Hildegard Greve kam zur Kneippschen Lehre, weil sie als Heilpraktikerin von Beruf wegen mit den Wassertherapien eng vertraut ist. Als sie als Tai-Chi-Lehrerin Möglichkeiten suchte, Kurse anzubieten, rannte sie im Kneipp-Verein Tecklenburger Land offene Türen ein. Margarete Howe-Kienemann und Hildegard Greve sind immer noch mit Feuer und Flamme dabei – zumal jetzt endlich der Traum eines eigenen Kneipp-Zentrums in Tecklenburg wahr wird.

TECKLENBURGS NEUES KNEIPP-ZENTRUM

Im Mai wurde das Kneipp-Zentrum eröffnet.
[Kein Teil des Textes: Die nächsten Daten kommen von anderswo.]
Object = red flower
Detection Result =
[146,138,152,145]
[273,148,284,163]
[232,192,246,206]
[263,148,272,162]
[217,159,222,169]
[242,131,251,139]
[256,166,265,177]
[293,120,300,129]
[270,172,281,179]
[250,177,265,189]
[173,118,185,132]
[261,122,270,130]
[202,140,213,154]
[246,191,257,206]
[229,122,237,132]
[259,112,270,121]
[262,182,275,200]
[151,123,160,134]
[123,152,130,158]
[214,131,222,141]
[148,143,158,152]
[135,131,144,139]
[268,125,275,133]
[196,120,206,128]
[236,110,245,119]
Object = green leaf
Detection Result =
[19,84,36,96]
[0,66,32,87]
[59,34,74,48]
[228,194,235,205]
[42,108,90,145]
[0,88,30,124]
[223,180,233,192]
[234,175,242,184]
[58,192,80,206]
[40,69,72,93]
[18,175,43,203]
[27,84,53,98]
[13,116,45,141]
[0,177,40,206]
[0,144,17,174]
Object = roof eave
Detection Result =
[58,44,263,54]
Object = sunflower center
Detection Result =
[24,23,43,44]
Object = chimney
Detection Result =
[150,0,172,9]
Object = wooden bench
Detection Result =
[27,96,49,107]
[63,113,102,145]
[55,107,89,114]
Direkt neben dem Waldschwimmbad, nahe dem Kneipp-Kindergarten und dem Kurpark steht das neue Gebäude. Die Außenanlagen grünen und drinnen sind die Handwerker fertig: Es ist ein großer Kursraum entstanden, mit großen Fenstern und Aussicht zum Tecklenburger Burgberg. Hier gibt es Platz für Stuhlreihen bei Vorträgen genau wie für Yogamatten oder Qigong-Teilnehmer. In der Mitte des Gebäudes gibt es ein Ganzjahres-Wassertretbecken, Sitzbadewannen und Armbäder. Es gibt einen Massageraum und eine Küche, in der zum Beispiel Kurse stattfinden, wie man Tinkturen aus Heilpflanzen macht oder ähnliches. „Endlich Platz für alle unsere Aktivitäten“, freuen sich die Vorsitzenden. Das Zentrum wird der Ausgangspunkt für die spirituelle Abendwanderung sein – die dann mit einer Runde im kalten Tretbecken enden könnte. „Mit solchen Erlebnissen ist man dann einfach positiv gestimmt“, findet Hildegard Greve. Das ist im Kneippschen Sinn: Körper und Seele sind dann im Reinen.